第2話:指名の電話
「もしもし、福田直之さんの携帯電話でよろしかったでしょうか。」
電話から聞こえる声は男の声だ。穏やかそうな営業マンのような声色で俺の携帯電話であるかと確認をとる。
「はい、福田直之で間違いありません。ご用件は何でしょうか。」
俺のような三流のライターに直接アポイントを取ってくる。それは悲しいことではあるが、何か裏があるのではないかと俺は警戒する。
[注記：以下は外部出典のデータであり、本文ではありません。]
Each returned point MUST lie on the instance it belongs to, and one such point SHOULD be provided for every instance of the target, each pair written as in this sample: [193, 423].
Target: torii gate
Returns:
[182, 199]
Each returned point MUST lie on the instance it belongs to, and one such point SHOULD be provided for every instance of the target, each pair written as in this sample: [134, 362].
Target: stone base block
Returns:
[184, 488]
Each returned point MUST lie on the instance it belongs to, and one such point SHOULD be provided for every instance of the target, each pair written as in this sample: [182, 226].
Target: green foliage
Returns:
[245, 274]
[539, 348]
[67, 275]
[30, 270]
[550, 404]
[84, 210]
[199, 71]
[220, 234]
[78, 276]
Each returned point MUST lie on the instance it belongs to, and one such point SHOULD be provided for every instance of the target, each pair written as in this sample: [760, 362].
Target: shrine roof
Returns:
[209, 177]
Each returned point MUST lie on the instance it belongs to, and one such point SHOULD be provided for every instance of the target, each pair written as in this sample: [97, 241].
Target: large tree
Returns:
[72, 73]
「そう緊張なさらないでください。私、益田プロダクションの佐藤と申します。福田さんにお仕事の依頼がありまして、ご連絡差し上げました。今、お時間はよろしいでしょうか。」
益田プロダクション?知らない名前だ。だが、仕事というのであれば願ってもいない。多少怪しかろうが、わざわざ指名された仕事を選んでいられるような状況ではない。
「お仕事の依頼ですね。ありがとうございます。時間については問題ありません。是非お話を聞かせてください。」
「かしこまりました。では直接お仕事についてのご説明をしたいので、よろしければ直接事務所までご足労をいただけないでしょうか。」
「わかりました。住所を教えてください。」
「ありがとうございます。住所は…」
俺は住所を佐藤という男から聞き、コンビニに止めてある自分のジムニーに乗り込み益田プロダクションに向かった。